Le 05/08/2016 à 12h41, mis à jour le 05/08/2016 à 18h05

Tout le monde le craignait et les premiers résultats le confirment. Les sud-africains se détournent de l’ANC. Le parti historique des noirs, a perdu plusieurs grandes villes et est au coude-à-coude avec DA, le principal parti d’opposition.

Kiosque le360 afrique: Ce que tout le monde craignait, lors de ce scrutin municipal, arriva. L’African national congress (ANC) en premier, perd Madela Bay et reconnait aussi avoir perdu Prétoria. Un tournant historique.

Les résultats montrent que le doute était justifié. Le parti historique des Africains a réussi à conserver plus de la moitié des 278 municipalités qui étaient disputées dans ces élections. Néanmoins, avec 54%, contre 62% en 2011, le revers est certain. C’est la plus faible performance depuis 1994, quand Nelson Mandela était élu premier président noir du pays. Au passage, l’ANC perd plusieurs grandes villes, dont la capitale Pretoria. 

Recul dans les grandes villes

Le parti de Jacob Zuma, le président controversé et qui était poursuivi pour corruption, a reconnu sa défaite à Mandela Bay, qui comprend notamment Port Elisabeth, Tchwane, mais surtout Pretoria, capitale administrative et Johannesburg, principal pôle économique.

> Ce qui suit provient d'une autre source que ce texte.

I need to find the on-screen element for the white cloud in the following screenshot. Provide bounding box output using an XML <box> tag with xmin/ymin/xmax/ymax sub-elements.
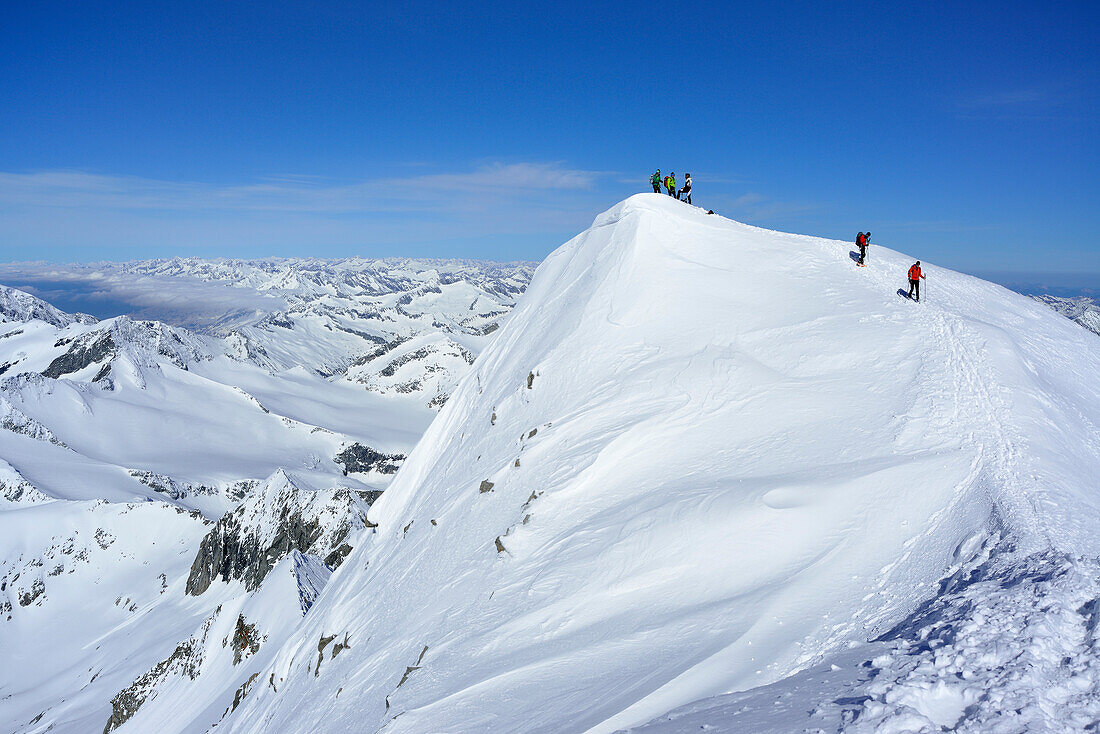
<box><xmin>0</xmin><ymin>162</ymin><xmax>620</xmax><ymax>259</ymax></box>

L’Alliance démocratique, considérée jusqu’à une date récente comme un parti de blancs, a réussi a monté son score à Mandela Bay, jusqu’à 47% des votes, remportant cette grande localité. A Tshwame et Johannesburg, néanmoins, les choses ne sont pas encore claires, dans la matinée du vendredi 5 août. Les craintes étaient justifiées, mais beaucoup sont surpris par l’ampleur de ce retournement de tendance de l’électorat sud-africain.

Trop d’écarts de l’ANC

En réalité, il s’agit avant tout d’un vote sanction. Les dirigeants de l’ANC semblent usés par la pouvoir. Le bilan est catastrophique. Une bonne partie de la population noire est déçue par les 22 ans de pouvoirs de l’ANC qui n’a pas réussi à réduire significativement les inégalités et à réduire le taux de chômage qui atteint une moyenne de 27%. Il s’y ajoute les scandales à répétition de certains dirigeants de l’ANC, qui passent mal chez les laissés-pour-compte. Les syndicats et les populations ne se gênent plus de le montrer à travers de fréquentes manifestations. Les électeurs n’ont certainement pas oublié la grève des mineurs de Marikana où 34 ouvriers avaient été tués, le 16 août 2012. Il s’agit du premier massacre post appartheid et pour avoir un pareil bilan, il faut remonter aux années 1960.

Des partenaires affaiblis

Dans ces malheureux évènements, des responsables de l’ANC sont directement cités. En effet, Cyril Ramaphosa, devenu vice-président de l'ANC en décembre 2012, puis vice-président de l'Afrique du Sud après les élections de mai 2014, était à l’époque l’un des principaux actionnaires de la compagnie minière Lonmin.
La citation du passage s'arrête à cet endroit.